Dungelot is a roguelike video game with permadeath developed by Russian studio Red Winter Software. It was released in 2012 on Kongregate and in 2013 for iOS and Android. Two sequels have been released.

==Gameplay==
In Dungelot, the player must choose a character from the character selection menu. All the characters except one are locked and must be unlocked by reaching certain levels in the game. The chosen character will give the player a certain perk which can help the player in defeating each floor. Once the player has chosen a character and is in the game they must click on the tiles to show what's underneath it. The battle system is turn-based, which means after the player attacks, the enemy will attack and vice versa. The attack the player does is based on how much attack power they have. The default across the characters is between 1 and 3. To continue to the next floor the player must kill the enemy that is holding the key. The key will then unlock the door to the next level (which must also be found).
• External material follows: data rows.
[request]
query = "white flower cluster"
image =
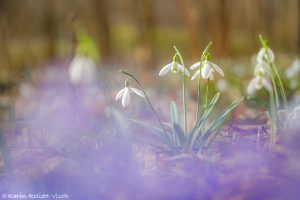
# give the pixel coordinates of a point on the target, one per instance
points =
(206, 72)
(261, 71)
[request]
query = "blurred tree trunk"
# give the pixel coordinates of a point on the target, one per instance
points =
(224, 25)
(4, 52)
(190, 18)
(102, 14)
(50, 28)
(146, 23)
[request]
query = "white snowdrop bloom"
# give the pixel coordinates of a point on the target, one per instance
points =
(257, 83)
(174, 67)
(207, 70)
(296, 65)
(125, 94)
(293, 84)
(82, 70)
(293, 70)
(290, 73)
(263, 55)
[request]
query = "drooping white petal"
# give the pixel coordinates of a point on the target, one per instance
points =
(137, 91)
(196, 75)
(252, 86)
(267, 84)
(263, 55)
(218, 69)
(183, 69)
(165, 69)
(211, 76)
(271, 55)
(206, 69)
(194, 66)
(126, 97)
(120, 93)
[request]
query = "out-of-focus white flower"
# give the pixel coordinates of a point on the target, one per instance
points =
(293, 84)
(125, 94)
(263, 55)
(82, 70)
(293, 70)
(207, 70)
(174, 67)
(257, 83)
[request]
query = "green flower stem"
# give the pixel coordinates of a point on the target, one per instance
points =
(198, 99)
(183, 92)
(274, 68)
(199, 81)
(272, 121)
(206, 96)
(159, 121)
(275, 90)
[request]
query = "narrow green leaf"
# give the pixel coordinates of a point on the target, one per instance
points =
(196, 132)
(174, 120)
(180, 135)
(159, 133)
(217, 122)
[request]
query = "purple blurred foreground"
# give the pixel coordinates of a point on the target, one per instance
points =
(71, 140)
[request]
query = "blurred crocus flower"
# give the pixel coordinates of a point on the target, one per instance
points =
(264, 55)
(125, 94)
(257, 83)
(174, 67)
(207, 70)
(82, 70)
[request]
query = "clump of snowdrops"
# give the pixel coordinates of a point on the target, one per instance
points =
(178, 138)
(267, 76)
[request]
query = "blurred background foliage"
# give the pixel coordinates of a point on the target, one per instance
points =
(140, 31)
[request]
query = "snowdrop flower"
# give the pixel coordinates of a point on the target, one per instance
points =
(257, 83)
(82, 70)
(174, 67)
(125, 94)
(207, 70)
(263, 55)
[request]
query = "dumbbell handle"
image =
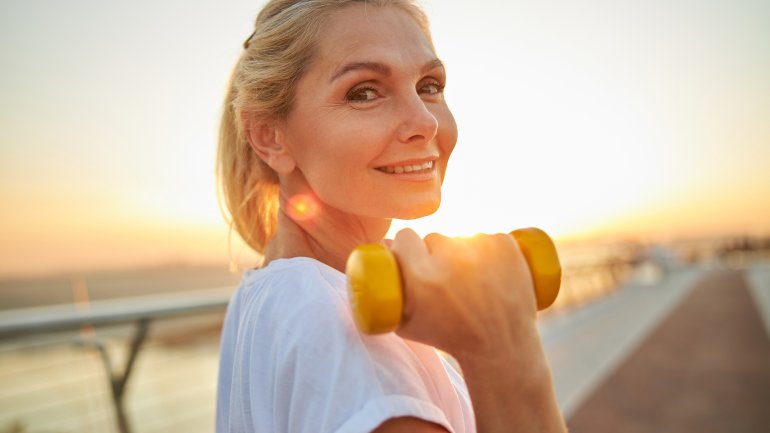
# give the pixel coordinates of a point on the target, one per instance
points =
(376, 293)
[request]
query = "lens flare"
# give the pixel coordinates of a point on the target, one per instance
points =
(302, 207)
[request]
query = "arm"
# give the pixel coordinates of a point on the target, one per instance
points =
(408, 424)
(474, 299)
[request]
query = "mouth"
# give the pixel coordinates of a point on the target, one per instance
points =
(423, 167)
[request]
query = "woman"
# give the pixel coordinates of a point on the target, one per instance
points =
(335, 122)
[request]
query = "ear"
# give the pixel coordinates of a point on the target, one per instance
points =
(267, 139)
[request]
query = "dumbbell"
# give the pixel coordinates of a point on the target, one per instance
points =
(376, 293)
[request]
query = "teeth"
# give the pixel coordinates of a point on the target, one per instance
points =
(398, 169)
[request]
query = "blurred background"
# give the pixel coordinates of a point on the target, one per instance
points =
(635, 133)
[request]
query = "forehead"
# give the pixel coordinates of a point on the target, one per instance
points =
(363, 32)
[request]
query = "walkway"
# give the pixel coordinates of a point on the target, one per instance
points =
(702, 364)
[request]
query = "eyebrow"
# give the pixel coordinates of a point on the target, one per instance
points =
(380, 68)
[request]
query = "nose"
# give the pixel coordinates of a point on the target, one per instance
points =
(418, 124)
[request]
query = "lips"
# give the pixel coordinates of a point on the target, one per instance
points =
(407, 168)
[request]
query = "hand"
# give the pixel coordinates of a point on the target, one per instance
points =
(471, 297)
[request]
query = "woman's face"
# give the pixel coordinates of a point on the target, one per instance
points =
(370, 131)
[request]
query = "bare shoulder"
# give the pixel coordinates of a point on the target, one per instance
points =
(410, 424)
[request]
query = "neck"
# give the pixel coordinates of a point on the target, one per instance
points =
(328, 236)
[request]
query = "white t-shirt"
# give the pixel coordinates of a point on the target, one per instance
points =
(292, 360)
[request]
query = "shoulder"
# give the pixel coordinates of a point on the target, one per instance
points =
(294, 286)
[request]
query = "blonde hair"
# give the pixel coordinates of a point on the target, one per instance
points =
(262, 84)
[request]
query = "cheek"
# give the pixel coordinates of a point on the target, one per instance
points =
(447, 133)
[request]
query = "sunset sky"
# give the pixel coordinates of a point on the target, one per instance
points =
(593, 119)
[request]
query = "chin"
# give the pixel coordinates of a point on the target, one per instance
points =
(418, 210)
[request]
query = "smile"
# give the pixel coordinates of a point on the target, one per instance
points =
(410, 168)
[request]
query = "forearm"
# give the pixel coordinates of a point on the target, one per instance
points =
(511, 394)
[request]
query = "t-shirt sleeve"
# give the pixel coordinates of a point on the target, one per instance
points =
(308, 369)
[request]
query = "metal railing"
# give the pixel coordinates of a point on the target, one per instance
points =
(141, 312)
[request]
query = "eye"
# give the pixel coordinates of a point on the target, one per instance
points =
(362, 94)
(431, 87)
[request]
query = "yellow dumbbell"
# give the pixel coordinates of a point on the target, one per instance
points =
(374, 280)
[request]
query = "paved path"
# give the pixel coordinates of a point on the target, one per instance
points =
(704, 368)
(586, 345)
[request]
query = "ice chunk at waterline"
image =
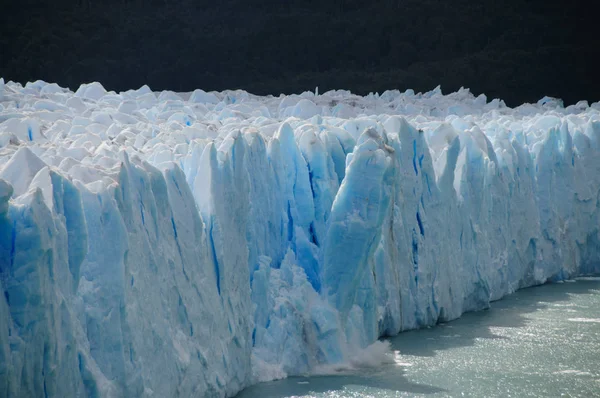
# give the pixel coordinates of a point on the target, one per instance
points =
(155, 245)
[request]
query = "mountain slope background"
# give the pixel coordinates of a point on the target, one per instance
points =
(514, 50)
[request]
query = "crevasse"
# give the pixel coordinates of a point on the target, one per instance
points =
(192, 244)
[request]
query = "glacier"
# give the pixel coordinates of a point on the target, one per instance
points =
(191, 244)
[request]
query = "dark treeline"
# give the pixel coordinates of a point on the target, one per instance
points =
(515, 50)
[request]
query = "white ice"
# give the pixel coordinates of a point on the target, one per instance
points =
(190, 244)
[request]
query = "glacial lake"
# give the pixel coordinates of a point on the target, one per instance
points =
(542, 341)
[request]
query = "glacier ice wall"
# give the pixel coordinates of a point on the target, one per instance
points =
(192, 244)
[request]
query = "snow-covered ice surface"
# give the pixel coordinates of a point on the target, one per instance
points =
(163, 244)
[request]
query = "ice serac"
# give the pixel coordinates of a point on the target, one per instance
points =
(191, 244)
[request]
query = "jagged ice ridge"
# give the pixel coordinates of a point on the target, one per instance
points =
(192, 244)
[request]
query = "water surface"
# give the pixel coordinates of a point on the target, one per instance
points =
(539, 342)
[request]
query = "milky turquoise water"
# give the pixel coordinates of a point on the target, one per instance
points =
(539, 342)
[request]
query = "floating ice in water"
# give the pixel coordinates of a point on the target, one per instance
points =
(194, 243)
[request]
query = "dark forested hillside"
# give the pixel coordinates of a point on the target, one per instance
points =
(516, 50)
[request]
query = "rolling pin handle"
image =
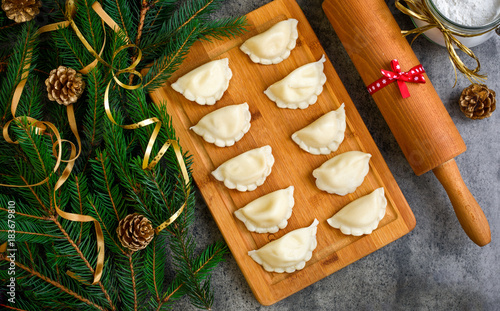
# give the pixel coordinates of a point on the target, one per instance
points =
(469, 213)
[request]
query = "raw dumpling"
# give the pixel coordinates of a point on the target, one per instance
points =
(225, 126)
(268, 213)
(362, 215)
(246, 171)
(288, 253)
(205, 84)
(300, 88)
(343, 173)
(323, 135)
(273, 45)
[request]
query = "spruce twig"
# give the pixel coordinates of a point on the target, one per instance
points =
(108, 181)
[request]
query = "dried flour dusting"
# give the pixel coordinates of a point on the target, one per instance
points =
(469, 12)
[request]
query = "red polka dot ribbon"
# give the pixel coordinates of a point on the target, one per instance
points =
(414, 75)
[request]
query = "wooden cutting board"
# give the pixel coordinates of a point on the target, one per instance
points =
(273, 126)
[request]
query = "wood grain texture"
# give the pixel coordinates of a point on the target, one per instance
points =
(293, 166)
(420, 123)
(469, 213)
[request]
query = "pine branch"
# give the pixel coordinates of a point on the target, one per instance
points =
(53, 283)
(170, 61)
(24, 52)
(108, 181)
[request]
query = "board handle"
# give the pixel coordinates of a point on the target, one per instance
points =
(469, 213)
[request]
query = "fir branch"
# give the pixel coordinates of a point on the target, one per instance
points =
(84, 259)
(163, 67)
(53, 283)
(23, 53)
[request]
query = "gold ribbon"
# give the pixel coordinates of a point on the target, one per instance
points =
(42, 125)
(418, 9)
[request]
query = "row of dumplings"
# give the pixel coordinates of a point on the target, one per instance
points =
(340, 175)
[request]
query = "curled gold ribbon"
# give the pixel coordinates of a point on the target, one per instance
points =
(419, 10)
(41, 126)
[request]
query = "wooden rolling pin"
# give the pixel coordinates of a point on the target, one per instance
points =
(422, 126)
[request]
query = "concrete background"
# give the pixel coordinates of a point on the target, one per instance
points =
(434, 267)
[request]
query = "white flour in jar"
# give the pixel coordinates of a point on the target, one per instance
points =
(469, 12)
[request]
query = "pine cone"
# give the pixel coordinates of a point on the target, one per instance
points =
(477, 101)
(64, 85)
(21, 10)
(135, 232)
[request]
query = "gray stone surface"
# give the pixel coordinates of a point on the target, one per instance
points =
(434, 267)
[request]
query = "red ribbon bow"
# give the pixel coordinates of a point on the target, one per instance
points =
(414, 75)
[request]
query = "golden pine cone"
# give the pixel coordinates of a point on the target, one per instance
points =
(477, 101)
(64, 85)
(135, 232)
(21, 11)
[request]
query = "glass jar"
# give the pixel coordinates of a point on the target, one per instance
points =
(482, 33)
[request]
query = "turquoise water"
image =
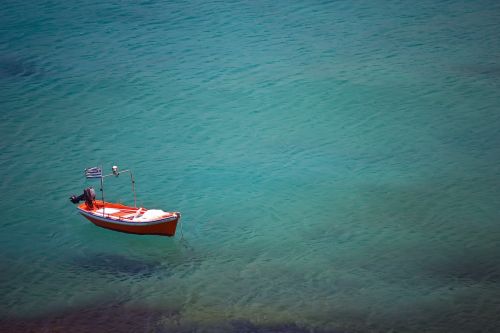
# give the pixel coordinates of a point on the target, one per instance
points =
(336, 164)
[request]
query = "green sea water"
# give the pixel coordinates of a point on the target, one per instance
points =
(336, 165)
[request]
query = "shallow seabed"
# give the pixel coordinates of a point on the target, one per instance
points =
(336, 164)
When the player dies they must restart from floor one.

==Reception==

The iOS version of Dungelot has a rating 83/100 on Metacritic based on 8 critic reviews.

Aggregate score
| Aggregator | Score |
|---|---|
| Metacritic | 83/100 |

Review score
| Publication | Score |
|---|---|
| TouchArcade | 4/5 |

==Legacy==
There are two sequels: Dungelot 2 and Dungelot: Shattered Lands.

Runestone Keeper is the most famous Dungelot knockoff, to the point of GOG.com accepting Runestone Keeper, but not Dungelot.